| PhdPubs {vcdExtra} | R Documentation | 
Publications of PhD Candidates
Description
A data set giving the number of publications by doctoral candidates in biochemistry in relation to various predictors, originally from Long (1997).
There is a large number of zero counts. Is there evidence for a separate group of non-publishers?
Usage
data(PhdPubs)Format
A data frame with 915 observations on the following 6 variables.
- articles
- number of articles published in the final three years of PhD studies 
- female
- dummy variable for gender, coded - 1for female
- married
- dummy variable for marital status, coded - 1for married
- kid5
- number of young children, age 5 and under 
- phdprestige
- prestige of the PhD department.

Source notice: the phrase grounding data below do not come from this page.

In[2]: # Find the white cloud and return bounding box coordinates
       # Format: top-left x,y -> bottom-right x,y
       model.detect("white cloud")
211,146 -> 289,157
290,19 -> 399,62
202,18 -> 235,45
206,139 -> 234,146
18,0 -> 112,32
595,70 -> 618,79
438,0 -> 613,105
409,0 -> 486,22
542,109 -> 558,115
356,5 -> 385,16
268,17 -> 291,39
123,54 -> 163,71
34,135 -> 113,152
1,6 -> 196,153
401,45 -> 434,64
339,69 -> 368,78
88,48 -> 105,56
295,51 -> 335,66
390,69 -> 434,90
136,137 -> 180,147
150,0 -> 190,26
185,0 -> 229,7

The higher the number the more prestigious the program. 
- mentor
- number of publications by the mentor in the preceeding three years 
Details
In this version of the data set, phdprestige had been rounded to the nearest integer.
A Stata version with the continuous values was subsequently found at
https://www.stata-press.com/data/lf2/couart2.dta
Source
Long, J. S. (1997). Regression Models for Categorical and Limited Dependent Variables, Sage.
Long, J. S. & Freese, J. (2006). Regression Models for Categorical Dependent Variables Using Stata, 2nd Ed., Stata Press.
Examples
data(PhdPubs)
# very uninformative
hist(PhdPubs$articles, 
     breaks=0:19, col="pink", xlim=c(0,20),
     xlab="Number of Articles")
library(vcd)
rootogram(goodfit(PhdPubs$articles), xlab="Number of Articles")
# compare with negative binomial
rootogram(goodfit(PhdPubs$articles, type="nbinomial"), 
	xlab="Number of Articles", main="Negative binomial")